Jetzt ist es spätestens klar: Die Saison befindet sich in den Ligen der Gauklasse auf der Zielgerade. Der 9. RWK läutet zum vorletzten Wettkampf der Saison 2025/2026. Für die Virnsberger Teams geht es eigentlich nur noch um Schönheitskorrektur. Besucher sind auch am kommenden Freitag wieder herzlichst im Virnsberger Schützenhaus Willkommen, ein Heimwettkampf wird den Besuch umrahmen.
Die goldene Ananas braucht einen Besitzer
Zwischen dem SV Virnsberg 2 und der SV Rauenzell 1 geht es am 9. RWK um ... nichts. Naja, so ganz kann man das auch nicht sagen. Ein einziger Patzer der "Bucher" Schützen reicht aus und die Virnsberger können wieder auf Platz 1 springen. Dies ist aber eher unwahrscheinlich. Wahrscheinlicher ist da schon eher, dass Virnsberg (Platz 2) und Rauenzell (Rang 3) den Vizemeister unter sich ausmachen. In der Hinrunde war bei 1511:1436 Ringen kaum ein Platz für Zweifel an der Favoritenrolle der Virnsberger. Das unterstreicht ebenso der Virnsberger Schnitt von 1505,50:1451,25. Nach Windsbach 2 (1.519,87) und Elbersroth 1 (1.509,00) - beide in der Gauoberliga, liegt der SVV-Schnitt auf Rang 3 der inoffiziellen Mannschaftsrangliste.
Dabei darf die fast makellose Serie mit der Virnsberger Brille gerne ihre Fortsetzung finden, bislang kam der Sieger sechs von acht Mal von der Frankenhöhe.
Helfen wird dem Team Virnsberg die blendende Form von Finja Lederer, die am 8. RWK gegen Colmberg 1 (1516:1458) mit 389 Ringen die 390er Marke knapp verpasste. Rauenzell setzte sich mit 1452:1440 gegen Neuses 1 durch.
Point of no return
Am 6. Platz ist nichts mehr zu rütteln. Nach der 1432:1419 Niederlage gegen Weißenbronn, hat die 3. Mannschaft bereits vorzeitig die Quittung bekommen. Eine Ergebniskorrektur gegen Lehrberg 3 ist das höchste der Gefühle.

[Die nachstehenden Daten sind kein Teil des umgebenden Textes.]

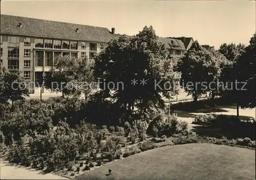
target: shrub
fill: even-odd
[[[138,147],[132,147],[126,149],[123,153],[123,158],[127,157],[131,155],[133,155],[141,152],[141,150]]]
[[[109,128],[109,131],[110,132],[110,133],[115,133],[115,128],[114,126],[113,126],[113,125],[112,126],[111,126]]]
[[[10,147],[8,159],[10,162],[14,163],[20,163],[22,165],[29,166],[32,163],[30,150],[26,146],[24,138],[12,144]]]
[[[131,139],[132,144],[134,144],[136,143],[136,138],[137,138],[137,134],[134,131],[132,130],[130,134],[130,139]]]
[[[124,136],[124,128],[123,127],[117,126],[116,134],[117,136]]]
[[[208,141],[211,143],[215,144],[217,141],[217,139],[216,138],[210,137],[208,138]]]
[[[159,143],[163,141],[163,139],[159,138],[153,138],[152,141],[155,143]]]
[[[248,144],[248,145],[251,147],[255,147],[255,141],[251,141]]]
[[[237,144],[240,145],[241,146],[247,146],[251,142],[251,140],[248,138],[245,138],[243,139],[239,138],[237,140]]]
[[[249,138],[245,138],[243,139],[243,144],[244,144],[244,146],[248,145],[248,144],[251,142],[251,140]]]
[[[106,140],[102,147],[103,156],[113,160],[121,152],[121,144],[123,144],[123,139],[120,137],[112,136]]]
[[[97,161],[97,166],[101,166],[101,160],[98,160]]]
[[[167,137],[165,135],[163,135],[161,137],[161,139],[166,139],[166,138],[167,138]]]
[[[178,121],[176,114],[166,115],[165,118],[160,114],[157,118],[151,122],[147,133],[155,137],[165,135],[170,137],[173,134],[181,133],[187,128],[187,123]]]
[[[144,140],[146,139],[146,131],[147,128],[147,126],[148,124],[146,121],[137,121],[136,122],[138,134],[139,135],[139,138],[141,141]]]
[[[175,144],[184,144],[198,142],[198,140],[196,137],[181,136],[174,141]]]
[[[154,149],[156,146],[152,141],[147,141],[139,143],[138,147],[142,151],[144,151]]]
[[[128,121],[124,122],[124,136],[127,137],[129,136],[129,134],[131,132],[131,130],[132,128],[132,126],[131,124]]]
[[[201,124],[204,122],[212,122],[212,120],[216,118],[215,115],[210,114],[203,114],[197,115],[195,119],[193,120],[192,123],[195,124]]]
[[[2,132],[0,131],[0,144],[3,145],[5,144],[5,138],[4,134]]]
[[[84,170],[84,171],[90,171],[90,168],[89,166],[86,165],[86,167],[84,167],[84,169],[83,170]]]
[[[90,163],[90,164],[89,164],[89,167],[94,167],[94,165],[93,164],[93,163]]]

Beispielsweise könnte der 1400er Schnitt sprichwörtlich noch einmal ins Visier genommen werden.
Lehrberg erscheint nicht unschlagbar und hatte mit 1427:1394 Ringen gegen Rügland 1 am 8. RWK das Nachsehen.
Von Schwäche war aber in der Hinrunde nichts zu sehen. Die Lehrberger fuhren stolze 1469 Ringe auf und hatten gegen die Virnsberger (1411) nur bedingt Mühe. Im bekannten Lehrberger "Aquarium" liegt der Heimvorteil definitiv auf der Seite der Gastgeber. Die Dritte kämpft in der Runde weiter meist gegen sich selbst. Erfreut würde das Virnsberger Fanvolk gerne einen Gegenbeweis in Empfang nehmen.
Die "rote Laterne" erlischt nur noch rechnerisch
Zu Gast in Leibelbach darf die 4. Mannschaft zum vorletzten Mal in der Saison ihre Leistung abrufen. Die Leibelbacher holten mit einem deutlichen 1387:1339 Sieg gegen Petersaurach die Zähler und machten Boden auf Team Virnsberg gut. Die Virnsberger konnten erwartungsgemäß gegen Tabellenführer Aichau (1373:1422) nichts ausrichten.
In der Hinrunde scheint der Gegner Leibelbach ein sympathischer Gegner zu sein. Die einzigen Saisonzähler holte die Vierte ausgerechnet gegen Leibelbach und verpasste dabei sogar knapp die 1400er Marke (1391:1369). Der erst 26. RWK beider Vereine gegeneinander wird vermutlich jeden Ring benötigen, um die Chance zu wahren, den letzten Platz doch noch verlassen zu können. Das Kellerduell zwischen Rang 5 und Rang 6 hat somit seine Bewandtnis. Rechnerisch ist alles noch drin, aber Grundlage für das "Hätte hätte" ist ein Sieg am 9. RWK in Leibelbach.